In reply to: Laurenz Albe (#21)

Re: [18] Policy on IMMUTABLE functions and Unicode updates

On Tue, Jul 23, 2024 at 3:11 AM Laurenz Albe <laurenz.albe@cybertec.at> wrote:

I hear you. It would be interesting to know what other RDBMS do here.

Yeah, I agree.

--
Robert Haas
EDB: http://www.enterprisedb.com

#23

schneider@ardentperf.com

over 1 year ago

In reply to: Laurenz Albe (#21)

Re: [18] Policy on IMMUTABLE functions and Unicode updates

On Tue, Jul 23, 2024 at 1:11 AM Laurenz Albe <laurenz.albe@cybertec.at>
wrote:

On Mon, 2024-07-22 at 13:55 -0400, Robert Haas wrote:

On Mon, Jul 22, 2024 at 1:18 PM Laurenz Albe <laurenz.albe@cybertec.at>

wrote:

I understand the difficulty (madness) of discussing every Unicode
change. If that's unworkable, my preference would be to stick with

some

Unicode version and never modify it, ever.

I think that's a completely non-viable way forward. Even if everyone
here voted in favor of that, five years from now there will be someone
who shows up to say "I can't use your crappy software because the
Unicode tables haven't been updated in five years, here's a patch!".
And, like, what are we going to do? Still keeping shipping the 2024
version of Unicode four hundred years from now, assuming humanity and
civilization and PostgreSQL are still around then? Holding something
still "forever" is just never going to work.

I hear you. It would be interesting to know what other RDBMS do here.

Other RDBMS are very careful not to corrupt databases, afaik including
function based indexes, by changing Unicode. I’m not aware of any other
RDBMS that updates Unicode versions in place; instead they support multiple
Unicode versions and do not drop the old ones.

I know Jeff mentioned that Unicode tables copied into Postgres for
normalization have been updated a few times.

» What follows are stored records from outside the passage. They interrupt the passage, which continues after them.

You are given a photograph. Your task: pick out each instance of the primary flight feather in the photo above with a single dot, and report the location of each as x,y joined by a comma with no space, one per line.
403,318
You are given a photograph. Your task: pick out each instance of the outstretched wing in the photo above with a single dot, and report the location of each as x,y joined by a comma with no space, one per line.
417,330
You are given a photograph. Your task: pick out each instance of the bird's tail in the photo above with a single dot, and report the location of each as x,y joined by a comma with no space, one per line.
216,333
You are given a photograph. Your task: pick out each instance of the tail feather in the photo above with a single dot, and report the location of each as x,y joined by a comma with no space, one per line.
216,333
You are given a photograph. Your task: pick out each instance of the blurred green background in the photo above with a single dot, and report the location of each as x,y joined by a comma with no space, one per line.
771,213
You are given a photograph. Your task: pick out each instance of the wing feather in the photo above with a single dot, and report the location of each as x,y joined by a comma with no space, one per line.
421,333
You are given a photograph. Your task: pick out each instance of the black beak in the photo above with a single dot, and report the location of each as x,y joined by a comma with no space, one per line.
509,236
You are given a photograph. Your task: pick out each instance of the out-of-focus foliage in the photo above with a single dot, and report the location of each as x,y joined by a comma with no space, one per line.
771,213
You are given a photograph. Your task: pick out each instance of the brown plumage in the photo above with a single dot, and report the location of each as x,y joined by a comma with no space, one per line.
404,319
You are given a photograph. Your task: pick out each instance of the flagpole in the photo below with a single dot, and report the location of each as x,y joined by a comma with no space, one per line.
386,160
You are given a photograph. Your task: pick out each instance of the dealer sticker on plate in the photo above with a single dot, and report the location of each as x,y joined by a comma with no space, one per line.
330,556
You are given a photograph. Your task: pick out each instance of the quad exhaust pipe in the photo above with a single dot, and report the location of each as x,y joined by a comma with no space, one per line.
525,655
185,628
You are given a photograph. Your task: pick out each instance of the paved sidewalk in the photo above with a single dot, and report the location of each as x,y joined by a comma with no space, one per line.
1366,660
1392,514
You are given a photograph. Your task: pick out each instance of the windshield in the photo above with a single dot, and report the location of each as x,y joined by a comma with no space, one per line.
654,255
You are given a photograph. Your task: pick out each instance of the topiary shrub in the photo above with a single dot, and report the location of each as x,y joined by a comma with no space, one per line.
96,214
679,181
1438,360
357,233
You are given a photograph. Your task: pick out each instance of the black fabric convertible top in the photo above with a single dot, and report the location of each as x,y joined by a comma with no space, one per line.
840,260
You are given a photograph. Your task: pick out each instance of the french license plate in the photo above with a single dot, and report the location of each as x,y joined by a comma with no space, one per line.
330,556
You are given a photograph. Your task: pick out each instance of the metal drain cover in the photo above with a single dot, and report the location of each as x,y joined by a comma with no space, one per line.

Did anyone ever actually
discuss the fact that things like function based indexes can be corrupted
by this, and weigh the reasoning? Are there past mailing list threads
touching on the corruption problem and making the argument why updating
anyway is the right thing to do? I always assumed that nobody had really
dug deeply into this before the last few years.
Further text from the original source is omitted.